De par sa nature, la variable prix est la pierre angulaire de tout système économique. Elle est un outil fondamental d'information pour les agents économiques car elle structure le reste des variables telles que les salaires et les profits à travers ses trois principales fonctions qui sont : l’allocation des ressources, la circulation des marchandises, enfin la répartition du revenu. Ces trois fonctions, intervenant aux différents moments du cycle de la reproduction, donne au modèle économique sa cohérence et sa logique d’ensemble. Le système de fixation de prix reflète la philosophie de l'organisation économique dans sa globalité.
Conformément à l'option de développement choisie par l’Etat algérien, les prix des biens et des services étaient fixés par décision administrative. Le contrôle des prix et leur blocage dans le cadre de « la politique nationale des prix » était une option fondamentale dans le modèle mis en place. Ce dernier, comme on l’a souligné auparavant, exprimait une volonté politique de geler les mécanismes de régulation par le marché. Cette volonté est exprimée clairement dans les différents textes idéologiques de l’époque. Pour ne citer qu’un seul exemple, celui de la Charte nationale de 1976 qui recommandait explicitement au pouvoir politique de manipuler les prix. Elle stipulait que : « la politique de prix, intégrée à l’action de planification de l’économie, constitue un instrument pour l’organisation des rapports entre les différents secteurs de l’activité nationale, représente un moyen de répartition du revenu national et permet de lutter contre les phénomènes inflationnistes et d’assurer la sauvegarde du pouvoir d’achat des masses populaires ». A ce propos L. Addi parle de « vision « politique » du système de prix » 63 .
Dans sa volonté de « contourner » le mécanisme de formation des prix par le marché, l’Etat algérien avait fait recours à plusieurs techniques en fonction de la conjoncture et de la nature des produits. Ainsi, la première phase de la politique algérienne du contrôle des prix, appliquée au début des années 1960, s’est limitée aux prix de quelques biens non agricoles et des produits de large consommation importés.
La seconde étape, qui coïncidait avec le lancement des plans de développement de la S.A.D, était plus sévère. Elle manifestait la volonté d’intervention étatique à tous les niveaux de formation des prix de l’ensemble des produits. Pour atteindre cet objectif le planificateur avait instauré un certain nombre de régimes en fonction de la nature des produits : le régime de prix fixes, celui des prix spéciaux, les prix stabilisés et enfin les autres prix.

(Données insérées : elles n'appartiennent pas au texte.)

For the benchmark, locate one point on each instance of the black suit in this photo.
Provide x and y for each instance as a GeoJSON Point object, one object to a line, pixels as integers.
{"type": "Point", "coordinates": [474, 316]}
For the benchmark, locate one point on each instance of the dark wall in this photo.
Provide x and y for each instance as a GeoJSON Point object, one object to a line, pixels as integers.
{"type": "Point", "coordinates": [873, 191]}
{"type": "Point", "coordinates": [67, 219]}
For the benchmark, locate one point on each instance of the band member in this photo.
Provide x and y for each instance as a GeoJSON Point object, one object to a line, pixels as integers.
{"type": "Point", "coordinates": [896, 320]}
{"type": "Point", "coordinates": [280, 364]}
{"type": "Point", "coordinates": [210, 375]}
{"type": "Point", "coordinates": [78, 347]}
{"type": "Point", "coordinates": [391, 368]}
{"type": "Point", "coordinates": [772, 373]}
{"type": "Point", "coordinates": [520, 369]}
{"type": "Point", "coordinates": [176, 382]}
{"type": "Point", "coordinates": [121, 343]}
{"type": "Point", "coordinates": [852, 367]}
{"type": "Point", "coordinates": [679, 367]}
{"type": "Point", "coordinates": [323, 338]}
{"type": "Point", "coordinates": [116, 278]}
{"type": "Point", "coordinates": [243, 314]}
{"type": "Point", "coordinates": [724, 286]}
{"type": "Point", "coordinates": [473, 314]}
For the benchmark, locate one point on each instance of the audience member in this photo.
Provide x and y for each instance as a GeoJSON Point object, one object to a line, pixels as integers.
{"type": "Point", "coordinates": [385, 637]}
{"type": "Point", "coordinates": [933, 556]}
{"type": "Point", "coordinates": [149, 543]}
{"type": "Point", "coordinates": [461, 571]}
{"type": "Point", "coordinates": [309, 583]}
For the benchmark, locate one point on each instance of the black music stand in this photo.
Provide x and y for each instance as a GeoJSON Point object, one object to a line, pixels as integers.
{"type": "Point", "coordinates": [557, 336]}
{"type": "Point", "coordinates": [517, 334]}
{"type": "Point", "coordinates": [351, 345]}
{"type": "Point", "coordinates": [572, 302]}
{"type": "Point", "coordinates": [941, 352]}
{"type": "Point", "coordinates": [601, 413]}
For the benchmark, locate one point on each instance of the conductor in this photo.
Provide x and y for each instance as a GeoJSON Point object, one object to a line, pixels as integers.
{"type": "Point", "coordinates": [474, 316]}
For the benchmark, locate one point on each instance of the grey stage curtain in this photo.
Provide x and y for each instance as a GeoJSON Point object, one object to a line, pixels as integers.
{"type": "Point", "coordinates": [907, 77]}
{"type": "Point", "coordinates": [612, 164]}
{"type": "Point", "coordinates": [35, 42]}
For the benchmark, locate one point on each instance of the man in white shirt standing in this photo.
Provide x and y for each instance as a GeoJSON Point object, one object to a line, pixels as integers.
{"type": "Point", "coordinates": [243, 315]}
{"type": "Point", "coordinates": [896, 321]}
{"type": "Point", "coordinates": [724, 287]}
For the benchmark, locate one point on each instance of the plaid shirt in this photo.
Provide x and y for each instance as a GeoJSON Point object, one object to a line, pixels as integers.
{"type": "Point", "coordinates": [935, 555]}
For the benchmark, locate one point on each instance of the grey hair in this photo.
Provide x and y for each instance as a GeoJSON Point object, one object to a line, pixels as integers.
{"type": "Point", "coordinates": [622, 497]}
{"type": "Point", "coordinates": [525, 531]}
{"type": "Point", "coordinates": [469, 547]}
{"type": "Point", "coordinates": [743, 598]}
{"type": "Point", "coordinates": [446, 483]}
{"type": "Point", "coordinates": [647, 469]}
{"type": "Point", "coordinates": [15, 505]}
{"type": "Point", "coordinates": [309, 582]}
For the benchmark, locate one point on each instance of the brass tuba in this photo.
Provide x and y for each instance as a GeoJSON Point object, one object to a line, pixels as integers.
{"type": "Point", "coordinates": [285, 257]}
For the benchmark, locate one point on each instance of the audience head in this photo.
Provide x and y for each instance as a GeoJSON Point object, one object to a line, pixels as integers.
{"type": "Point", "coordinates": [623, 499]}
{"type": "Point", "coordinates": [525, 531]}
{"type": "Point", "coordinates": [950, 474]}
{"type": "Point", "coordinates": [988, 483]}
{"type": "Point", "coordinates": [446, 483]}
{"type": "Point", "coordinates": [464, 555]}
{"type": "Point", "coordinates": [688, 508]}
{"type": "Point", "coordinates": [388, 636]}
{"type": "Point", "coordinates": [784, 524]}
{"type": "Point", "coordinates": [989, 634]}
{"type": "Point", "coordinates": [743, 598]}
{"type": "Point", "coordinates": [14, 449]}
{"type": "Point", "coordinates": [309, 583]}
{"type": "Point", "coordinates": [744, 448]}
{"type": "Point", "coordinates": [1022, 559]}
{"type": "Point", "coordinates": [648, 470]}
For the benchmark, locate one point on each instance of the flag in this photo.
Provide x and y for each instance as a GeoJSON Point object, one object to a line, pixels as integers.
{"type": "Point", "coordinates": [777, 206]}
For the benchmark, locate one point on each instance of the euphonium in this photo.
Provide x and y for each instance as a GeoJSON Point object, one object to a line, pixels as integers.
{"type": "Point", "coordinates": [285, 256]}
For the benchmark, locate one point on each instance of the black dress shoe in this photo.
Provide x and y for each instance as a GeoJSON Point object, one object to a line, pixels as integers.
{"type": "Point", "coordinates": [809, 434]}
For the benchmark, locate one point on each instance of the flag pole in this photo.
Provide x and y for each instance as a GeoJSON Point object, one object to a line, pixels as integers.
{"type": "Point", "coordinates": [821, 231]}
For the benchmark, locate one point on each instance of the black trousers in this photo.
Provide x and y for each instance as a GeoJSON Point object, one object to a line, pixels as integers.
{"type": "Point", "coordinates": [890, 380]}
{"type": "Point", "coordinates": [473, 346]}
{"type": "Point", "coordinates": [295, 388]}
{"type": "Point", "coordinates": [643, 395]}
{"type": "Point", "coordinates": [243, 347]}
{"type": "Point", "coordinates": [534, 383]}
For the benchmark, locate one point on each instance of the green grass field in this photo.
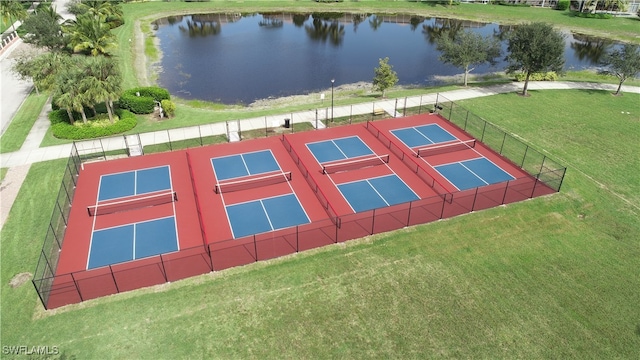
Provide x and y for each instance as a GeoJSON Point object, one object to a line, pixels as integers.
{"type": "Point", "coordinates": [22, 122]}
{"type": "Point", "coordinates": [553, 277]}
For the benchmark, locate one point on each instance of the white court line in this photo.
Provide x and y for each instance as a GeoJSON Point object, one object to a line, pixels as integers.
{"type": "Point", "coordinates": [93, 225]}
{"type": "Point", "coordinates": [266, 214]}
{"type": "Point", "coordinates": [376, 190]}
{"type": "Point", "coordinates": [474, 174]}
{"type": "Point", "coordinates": [173, 204]}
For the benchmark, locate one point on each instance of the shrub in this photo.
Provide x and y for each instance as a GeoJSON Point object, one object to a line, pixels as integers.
{"type": "Point", "coordinates": [145, 103]}
{"type": "Point", "coordinates": [508, 3]}
{"type": "Point", "coordinates": [563, 5]}
{"type": "Point", "coordinates": [98, 127]}
{"type": "Point", "coordinates": [593, 16]}
{"type": "Point", "coordinates": [58, 116]}
{"type": "Point", "coordinates": [548, 76]}
{"type": "Point", "coordinates": [168, 107]}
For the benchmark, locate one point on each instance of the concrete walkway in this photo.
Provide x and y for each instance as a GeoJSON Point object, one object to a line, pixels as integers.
{"type": "Point", "coordinates": [31, 153]}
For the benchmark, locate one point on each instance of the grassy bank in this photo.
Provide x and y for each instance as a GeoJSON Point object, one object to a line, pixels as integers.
{"type": "Point", "coordinates": [22, 122]}
{"type": "Point", "coordinates": [553, 277]}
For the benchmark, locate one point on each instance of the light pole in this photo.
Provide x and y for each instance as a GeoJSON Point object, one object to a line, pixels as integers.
{"type": "Point", "coordinates": [332, 81]}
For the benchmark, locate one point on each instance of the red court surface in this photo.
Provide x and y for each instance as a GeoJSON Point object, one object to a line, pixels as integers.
{"type": "Point", "coordinates": [73, 281]}
{"type": "Point", "coordinates": [326, 182]}
{"type": "Point", "coordinates": [204, 228]}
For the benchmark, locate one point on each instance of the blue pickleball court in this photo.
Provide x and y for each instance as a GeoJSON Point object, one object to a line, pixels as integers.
{"type": "Point", "coordinates": [239, 165]}
{"type": "Point", "coordinates": [132, 241]}
{"type": "Point", "coordinates": [264, 215]}
{"type": "Point", "coordinates": [377, 192]}
{"type": "Point", "coordinates": [473, 173]}
{"type": "Point", "coordinates": [419, 136]}
{"type": "Point", "coordinates": [135, 182]}
{"type": "Point", "coordinates": [339, 149]}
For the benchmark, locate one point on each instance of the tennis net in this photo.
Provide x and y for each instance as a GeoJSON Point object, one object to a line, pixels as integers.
{"type": "Point", "coordinates": [245, 184]}
{"type": "Point", "coordinates": [334, 167]}
{"type": "Point", "coordinates": [132, 204]}
{"type": "Point", "coordinates": [446, 148]}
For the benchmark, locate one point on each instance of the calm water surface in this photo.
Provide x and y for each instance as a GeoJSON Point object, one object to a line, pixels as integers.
{"type": "Point", "coordinates": [233, 58]}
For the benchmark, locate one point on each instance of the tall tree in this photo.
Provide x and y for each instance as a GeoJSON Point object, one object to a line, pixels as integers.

Le régime des prix fixes concernait les produits de première nécessité qualifiés de « stratégiques » car ils sont destinés à une large consommation. La gamme des produits relevant du cadre du régime des prix fixes concerne les produits céréaliers, le café, le sucre … Les prix étaient fixés par décret.
Les prix spéciaux sont appliqués pour une période déterminée sur des produits jugés nécessaires pour assurer l’avenir des activités à intérêt social et économique tels que les engrais pour l’agriculture. Ce sont généralement des produits subventionnés. Le régime des prix stabilisés concerne les biens qui contribuaient directement à la réalisation des programmes de développement tels que les matériaux de construction.
Le reste des produits et services non concernés par les régimes précédents sont placés en vertu de l’ordonnance 75/37 sous contrôle par plafonnement administratif de la marge bénéficiaire du commerçant64. Par ailleurs, afin d’assurer l’application de tous ces régimes, l’Etat avait procédé à la création d’un institut national des prix. Cette farouche volonté des pouvoirs publics à contrôler le système de prix trouvait son origine dans la conception globale, par l’Etat, des lois de la production et de la répartition.
L. Addi, L’Impasse du populisme… Op.cit. p. 224.
Pour une étude détaillée des différents régimes de fixation de prix en Algérie, voir H. Benissad, Algérie : restructurations et réformes économiques (1979-1993). OPU, Alger 1994, pp. 66- 67.